The EU has made key advances in
better protecting citizens from online crimes, including establishing a
European Cybercrime Centre (IP/13/13), proposing legislation on attacks against information systems (IP/10/1239) and the launch of a Global Alliance to fight child sexual abuse online (IP/12/1308).
The Strategy also aims at developing and funding a network of national
Cybercrime Centers of Excellence to facilitate training and capacity
building.
The
proposed NIS Directive is a key component of the overall strategy and
would require all Member States, key internet enablers and critical
infrastructure operators such as e-commerce platforms and social
networks and operators in energy, transport, banking and healthcare
services to ensure a secure and trustworthy digital environment
throughout the EU. The proposed Directive lays down measures including:
(a) Member
State must adopt a NIS strategy and designate a national NIS competent
authority with adequate financial and human resources to prevent, handle
and respond to NIS risks and incidents;
(b) Creating
a cooperation mechanism among Member States and the Commission to share
early warnings on risks and incidents through a secure infrastructure,
cooperate and organise regular peer reviews;
(c) Operators
of critical infrastructures in some sectors (financial services,
transport, energy, health), enablers of information society services
(notably: app stores e-commerce platforms, Internet payment, cloud
computing, search engines, social networks) and public administrations
must adopt risk management practices and report major security incidents
on their core services.
Neelie Kroes, European Commission Vice-President for the Digital Agenda said:
"The
more people rely on the internet the more people rely on it to be
secure. A secure internet protects our freedoms and rights and our
ability to do business. It's time to take coordinated action - the cost
of not acting is much higher than the cost of acting."

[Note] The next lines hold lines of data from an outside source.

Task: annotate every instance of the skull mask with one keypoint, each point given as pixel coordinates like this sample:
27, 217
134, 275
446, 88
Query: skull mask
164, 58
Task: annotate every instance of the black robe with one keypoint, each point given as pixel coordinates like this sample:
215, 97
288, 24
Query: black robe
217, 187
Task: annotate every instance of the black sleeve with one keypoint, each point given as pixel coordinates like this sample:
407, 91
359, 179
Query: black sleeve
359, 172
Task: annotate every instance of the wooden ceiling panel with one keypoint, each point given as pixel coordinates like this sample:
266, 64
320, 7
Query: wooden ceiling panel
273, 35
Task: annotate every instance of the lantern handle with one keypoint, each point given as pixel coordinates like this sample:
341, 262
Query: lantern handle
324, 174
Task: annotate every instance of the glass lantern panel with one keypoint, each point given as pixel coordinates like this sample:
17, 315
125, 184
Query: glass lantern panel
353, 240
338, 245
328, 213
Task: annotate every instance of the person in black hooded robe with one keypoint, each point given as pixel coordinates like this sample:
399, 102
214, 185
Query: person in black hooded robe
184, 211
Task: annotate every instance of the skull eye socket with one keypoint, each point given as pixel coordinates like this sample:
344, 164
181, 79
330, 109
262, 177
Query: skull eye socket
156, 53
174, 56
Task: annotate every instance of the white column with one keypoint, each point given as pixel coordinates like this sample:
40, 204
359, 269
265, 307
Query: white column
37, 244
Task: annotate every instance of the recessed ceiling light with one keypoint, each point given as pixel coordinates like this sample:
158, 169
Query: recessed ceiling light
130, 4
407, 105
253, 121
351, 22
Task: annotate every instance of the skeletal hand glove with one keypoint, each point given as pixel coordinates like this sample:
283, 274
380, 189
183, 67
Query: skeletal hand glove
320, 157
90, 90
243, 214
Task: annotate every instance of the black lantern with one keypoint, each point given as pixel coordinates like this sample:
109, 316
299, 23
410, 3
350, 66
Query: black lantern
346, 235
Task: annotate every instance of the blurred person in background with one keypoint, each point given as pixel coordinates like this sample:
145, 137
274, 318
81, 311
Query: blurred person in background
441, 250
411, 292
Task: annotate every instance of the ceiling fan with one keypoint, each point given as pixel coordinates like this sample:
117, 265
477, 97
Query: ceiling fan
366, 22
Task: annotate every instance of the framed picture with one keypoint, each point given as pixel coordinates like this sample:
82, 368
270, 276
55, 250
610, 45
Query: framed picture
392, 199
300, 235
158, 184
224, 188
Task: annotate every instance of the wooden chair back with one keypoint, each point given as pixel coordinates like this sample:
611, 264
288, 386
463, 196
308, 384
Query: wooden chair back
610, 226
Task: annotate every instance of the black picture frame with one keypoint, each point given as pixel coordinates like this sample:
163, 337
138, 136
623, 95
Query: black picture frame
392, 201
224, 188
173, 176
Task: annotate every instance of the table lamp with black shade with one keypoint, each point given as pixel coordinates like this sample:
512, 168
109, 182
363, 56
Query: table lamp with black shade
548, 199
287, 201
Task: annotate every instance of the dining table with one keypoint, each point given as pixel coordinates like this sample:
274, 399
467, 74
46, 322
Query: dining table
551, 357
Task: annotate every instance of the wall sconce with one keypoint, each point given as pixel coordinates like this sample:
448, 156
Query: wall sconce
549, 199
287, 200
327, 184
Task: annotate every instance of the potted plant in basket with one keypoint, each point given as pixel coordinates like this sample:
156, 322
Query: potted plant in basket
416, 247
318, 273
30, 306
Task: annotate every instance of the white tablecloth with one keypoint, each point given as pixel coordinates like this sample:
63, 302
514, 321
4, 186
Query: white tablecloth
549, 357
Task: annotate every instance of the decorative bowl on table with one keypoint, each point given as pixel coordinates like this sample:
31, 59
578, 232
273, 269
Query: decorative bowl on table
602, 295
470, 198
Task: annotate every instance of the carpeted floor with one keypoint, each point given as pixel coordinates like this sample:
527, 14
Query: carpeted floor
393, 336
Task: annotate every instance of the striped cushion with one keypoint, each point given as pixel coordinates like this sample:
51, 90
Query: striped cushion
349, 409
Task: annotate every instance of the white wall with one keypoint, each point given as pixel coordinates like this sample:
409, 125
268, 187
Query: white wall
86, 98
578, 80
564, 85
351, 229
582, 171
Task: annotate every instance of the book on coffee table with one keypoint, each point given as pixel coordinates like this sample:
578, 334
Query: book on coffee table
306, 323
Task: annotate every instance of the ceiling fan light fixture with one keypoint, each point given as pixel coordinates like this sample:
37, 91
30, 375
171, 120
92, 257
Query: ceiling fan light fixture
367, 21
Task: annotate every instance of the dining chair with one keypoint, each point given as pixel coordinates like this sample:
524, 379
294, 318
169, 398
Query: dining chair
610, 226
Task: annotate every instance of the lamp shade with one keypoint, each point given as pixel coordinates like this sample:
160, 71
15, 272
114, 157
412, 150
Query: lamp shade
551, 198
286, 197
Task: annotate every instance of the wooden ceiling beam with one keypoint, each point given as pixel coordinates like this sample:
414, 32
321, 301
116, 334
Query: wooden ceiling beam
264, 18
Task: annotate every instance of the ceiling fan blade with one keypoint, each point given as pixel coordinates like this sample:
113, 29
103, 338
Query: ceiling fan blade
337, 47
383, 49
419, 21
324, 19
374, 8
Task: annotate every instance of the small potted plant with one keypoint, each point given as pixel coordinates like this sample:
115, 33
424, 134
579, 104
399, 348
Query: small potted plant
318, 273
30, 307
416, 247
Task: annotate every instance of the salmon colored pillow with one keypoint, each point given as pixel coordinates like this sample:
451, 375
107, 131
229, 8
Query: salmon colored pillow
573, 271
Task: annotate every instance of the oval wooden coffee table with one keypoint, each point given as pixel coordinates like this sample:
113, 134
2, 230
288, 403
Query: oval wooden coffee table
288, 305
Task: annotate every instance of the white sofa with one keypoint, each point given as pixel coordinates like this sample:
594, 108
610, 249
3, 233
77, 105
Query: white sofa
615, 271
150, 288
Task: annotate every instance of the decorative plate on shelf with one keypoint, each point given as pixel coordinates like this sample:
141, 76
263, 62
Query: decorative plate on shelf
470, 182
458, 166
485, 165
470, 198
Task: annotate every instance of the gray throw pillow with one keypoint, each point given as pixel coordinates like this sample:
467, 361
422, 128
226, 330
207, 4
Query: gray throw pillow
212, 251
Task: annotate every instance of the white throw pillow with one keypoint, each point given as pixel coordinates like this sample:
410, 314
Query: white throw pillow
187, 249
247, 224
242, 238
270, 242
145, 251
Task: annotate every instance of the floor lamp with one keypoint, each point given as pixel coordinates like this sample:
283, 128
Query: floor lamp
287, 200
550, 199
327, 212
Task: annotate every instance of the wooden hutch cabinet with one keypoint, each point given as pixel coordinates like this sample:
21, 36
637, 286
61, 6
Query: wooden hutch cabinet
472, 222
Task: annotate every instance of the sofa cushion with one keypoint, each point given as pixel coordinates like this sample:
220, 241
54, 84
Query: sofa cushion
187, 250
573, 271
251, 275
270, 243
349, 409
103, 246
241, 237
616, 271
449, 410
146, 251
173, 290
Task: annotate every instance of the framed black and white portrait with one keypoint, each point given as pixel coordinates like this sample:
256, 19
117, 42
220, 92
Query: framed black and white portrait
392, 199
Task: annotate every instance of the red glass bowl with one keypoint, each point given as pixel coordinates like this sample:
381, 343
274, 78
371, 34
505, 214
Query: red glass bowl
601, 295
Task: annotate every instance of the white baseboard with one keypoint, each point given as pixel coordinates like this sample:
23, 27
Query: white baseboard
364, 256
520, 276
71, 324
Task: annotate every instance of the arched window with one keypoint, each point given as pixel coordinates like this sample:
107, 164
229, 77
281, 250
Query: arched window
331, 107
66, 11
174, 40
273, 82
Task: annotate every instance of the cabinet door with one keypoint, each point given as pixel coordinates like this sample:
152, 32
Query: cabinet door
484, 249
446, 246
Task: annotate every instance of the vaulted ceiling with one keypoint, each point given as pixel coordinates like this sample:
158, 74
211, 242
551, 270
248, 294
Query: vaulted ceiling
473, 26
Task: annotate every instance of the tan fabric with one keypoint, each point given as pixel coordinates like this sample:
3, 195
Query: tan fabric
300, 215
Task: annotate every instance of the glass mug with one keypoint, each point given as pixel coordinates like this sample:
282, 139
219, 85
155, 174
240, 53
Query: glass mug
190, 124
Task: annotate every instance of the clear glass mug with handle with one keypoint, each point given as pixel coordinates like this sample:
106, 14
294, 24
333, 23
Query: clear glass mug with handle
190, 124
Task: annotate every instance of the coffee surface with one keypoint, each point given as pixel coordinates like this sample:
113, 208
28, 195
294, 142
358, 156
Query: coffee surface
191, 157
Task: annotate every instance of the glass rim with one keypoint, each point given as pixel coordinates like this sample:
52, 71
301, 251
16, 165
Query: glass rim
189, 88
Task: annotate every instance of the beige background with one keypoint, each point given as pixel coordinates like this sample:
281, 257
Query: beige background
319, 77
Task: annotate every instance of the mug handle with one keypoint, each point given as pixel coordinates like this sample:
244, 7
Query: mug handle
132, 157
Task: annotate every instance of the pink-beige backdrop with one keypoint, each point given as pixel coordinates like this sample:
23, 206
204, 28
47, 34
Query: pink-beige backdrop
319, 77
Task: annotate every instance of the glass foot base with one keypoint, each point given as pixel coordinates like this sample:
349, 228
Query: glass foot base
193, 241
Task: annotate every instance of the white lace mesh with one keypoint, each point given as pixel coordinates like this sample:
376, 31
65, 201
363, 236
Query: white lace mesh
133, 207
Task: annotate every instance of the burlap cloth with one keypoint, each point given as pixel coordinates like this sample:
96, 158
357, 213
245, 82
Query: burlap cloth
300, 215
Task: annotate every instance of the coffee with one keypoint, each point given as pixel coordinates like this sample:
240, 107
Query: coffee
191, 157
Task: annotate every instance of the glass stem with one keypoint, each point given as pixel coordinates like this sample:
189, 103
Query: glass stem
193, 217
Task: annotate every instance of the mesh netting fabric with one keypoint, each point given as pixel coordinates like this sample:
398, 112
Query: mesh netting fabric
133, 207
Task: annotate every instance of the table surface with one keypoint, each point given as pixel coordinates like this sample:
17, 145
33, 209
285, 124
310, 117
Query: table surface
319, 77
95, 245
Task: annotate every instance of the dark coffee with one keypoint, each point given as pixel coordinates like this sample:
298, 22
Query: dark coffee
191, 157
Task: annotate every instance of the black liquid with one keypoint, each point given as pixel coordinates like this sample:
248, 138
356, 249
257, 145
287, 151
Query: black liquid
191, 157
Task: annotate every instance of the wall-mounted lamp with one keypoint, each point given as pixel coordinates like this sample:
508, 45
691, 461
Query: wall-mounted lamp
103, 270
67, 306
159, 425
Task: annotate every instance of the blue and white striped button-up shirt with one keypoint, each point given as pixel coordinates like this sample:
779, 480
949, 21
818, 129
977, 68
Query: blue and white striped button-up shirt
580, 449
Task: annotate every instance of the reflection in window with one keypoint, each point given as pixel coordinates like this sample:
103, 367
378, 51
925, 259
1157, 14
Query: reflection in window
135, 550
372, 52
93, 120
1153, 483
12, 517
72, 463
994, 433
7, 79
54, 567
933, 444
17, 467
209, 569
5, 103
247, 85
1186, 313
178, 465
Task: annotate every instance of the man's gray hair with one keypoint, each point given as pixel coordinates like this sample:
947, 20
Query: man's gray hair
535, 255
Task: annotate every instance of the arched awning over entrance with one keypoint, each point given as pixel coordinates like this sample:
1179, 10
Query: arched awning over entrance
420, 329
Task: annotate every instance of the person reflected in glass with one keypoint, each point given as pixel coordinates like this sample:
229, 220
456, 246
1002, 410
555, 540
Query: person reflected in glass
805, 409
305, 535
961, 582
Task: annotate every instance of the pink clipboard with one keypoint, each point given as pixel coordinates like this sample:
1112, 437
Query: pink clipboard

Catherine Ashton, High Representative of
the Union for Foreign Affairs and Security Policy/Vice-President of the
Commission said:
"For cyberspace to remain open and free,
the same norms, principles and values that the EU upholds offline,
should also apply online. Fundamental rights, democracy and the rule of
law need to be protected in cyberspace. The EU works with its
international partners as well as civil society and the private sector
to promote these rights globally."
Cecilia Malmström, EU Commissioner for Home Affairs said:
"The
Strategy highlights our concrete actions to drastically reduce
cybercrime. Many EU countries are lacking the necessary tools to track
down and fight online organised crime. All Member States should set up
effective national cybercrime units that can benefit from the expertise
and the support of the European Cybercrime Centre EC3."